Na residência do chefe de gabinete do vereador, foram apreendidos R$ 4 mil em dinheiro.
Todo o material recolhido será analisado e poderá auxiliar no avanço das investigações, que seguem em andamento.
A ação é conduzida em conjunto pelo Gaeco (Grupo de Atuação Especial de Combate ao Crime Organizado) e pelo Neccold (Núcleo Especializado de Combate à Criminalidade Organizada e à Lavagem de Dinheiro).
Mandados foram cumpridos em endereços ligados ao vereador e na Câmara
Segundo informações apuradas pela EPTV, quase todos os mandados foram cumpridos em endereços ligados ao vereador, incluindo imóveis residenciais, escritórios e o gabinete de Vini Oliveira na Câmara Municipal de Campinas.
Também houve mandado de busca na sede da Smile Transportes e Turismo, em Paulínia.
Ao todo, sete pessoas são investigadas:
- Vini Oliveira, principal alvo da operação;
- assessores ligados ao vereador;
- o proprietário da Smile Transportes e Turismo;
- filhos do empresário.

Defesa de Vini Oliveira
A assessoria de Vini Oliveira informou que o vereador está internado em um hospital e, por enquanto, não irá se manifestar sobre a operação.
Porém, após a divulgação das imagens da reunião na empresa de ônibus, o parlamentar publicou um vídeo nas redes sociais em que nega qualquer irregularidade.
“Eu nunca encostei a mão em dinheiro que não seja o meu salário. Eu peço ao Ministério Público que quebre meu sigilo bancário e que veja que eu não devo nada a ninguém. Eu nunca encostei no dinheiro da população, nunca mexi em dinheiro público, nunca cometi rachadinhas, propina ou desvio de dinheiro”,
afirmou.

O que dizem a Emdec e a Câmara
A Emdec (Empresa Municipal de Desenvolvimento de Campinas) informou que a empresa investigada não opera atualmente o transporte público coletivo de Campinas.
O órgão ressaltou que o foco da investigação não é o processo de licitação do transporte público, mas destacou que acompanha o caso por se tratar de uma empresa que integra um dos consórcios vencedores da concessão.

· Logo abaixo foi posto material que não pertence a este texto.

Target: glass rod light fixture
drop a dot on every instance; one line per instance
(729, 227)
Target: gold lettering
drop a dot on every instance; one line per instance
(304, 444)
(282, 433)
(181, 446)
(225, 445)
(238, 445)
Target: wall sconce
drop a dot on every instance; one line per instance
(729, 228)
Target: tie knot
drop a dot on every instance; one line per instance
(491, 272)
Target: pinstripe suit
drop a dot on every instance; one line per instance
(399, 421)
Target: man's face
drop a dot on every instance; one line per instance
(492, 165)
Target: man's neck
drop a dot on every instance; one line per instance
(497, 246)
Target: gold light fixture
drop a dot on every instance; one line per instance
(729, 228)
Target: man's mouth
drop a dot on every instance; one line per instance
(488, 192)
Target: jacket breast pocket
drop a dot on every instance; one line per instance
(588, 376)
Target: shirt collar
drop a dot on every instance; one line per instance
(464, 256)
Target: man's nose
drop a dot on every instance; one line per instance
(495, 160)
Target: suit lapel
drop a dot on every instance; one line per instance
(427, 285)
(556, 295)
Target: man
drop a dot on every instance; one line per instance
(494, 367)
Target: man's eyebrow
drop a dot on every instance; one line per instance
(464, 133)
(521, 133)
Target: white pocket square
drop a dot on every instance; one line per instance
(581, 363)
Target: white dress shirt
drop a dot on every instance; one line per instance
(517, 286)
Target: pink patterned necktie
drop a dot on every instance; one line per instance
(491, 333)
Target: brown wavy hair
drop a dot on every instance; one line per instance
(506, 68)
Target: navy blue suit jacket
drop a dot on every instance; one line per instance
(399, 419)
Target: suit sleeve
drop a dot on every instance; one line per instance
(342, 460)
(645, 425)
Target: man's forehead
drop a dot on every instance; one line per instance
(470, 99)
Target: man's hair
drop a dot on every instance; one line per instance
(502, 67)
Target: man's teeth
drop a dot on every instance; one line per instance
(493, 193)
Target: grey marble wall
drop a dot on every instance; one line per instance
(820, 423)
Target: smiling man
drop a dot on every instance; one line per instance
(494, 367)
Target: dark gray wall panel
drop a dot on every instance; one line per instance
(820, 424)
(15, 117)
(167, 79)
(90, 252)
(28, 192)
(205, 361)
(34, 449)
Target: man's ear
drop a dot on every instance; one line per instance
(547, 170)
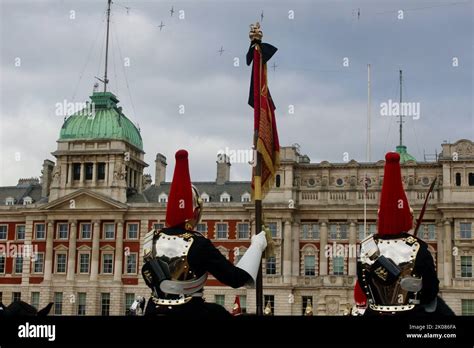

A empresa Smile Transportes e Turismo afirmou que está “prestando todos os esclarecimentos, disponibilizando informações necessárias às autoridades competentes e colaborando integralmente com as investigações para que os fatos sejam devidamente apurados”.
Já a Câmara Municipal informou que policiais civis estiveram no Legislativo por volta das 7h desta quarta-feira para cumprir mandado de busca e apreensão no gabinete do vereador.
Segundo a Casa, foram recolhidos pen-drives conectados aos computadores do gabinete. A Câmara declarou ainda que está à disposição para colaborar com as investigações do Ministério Público.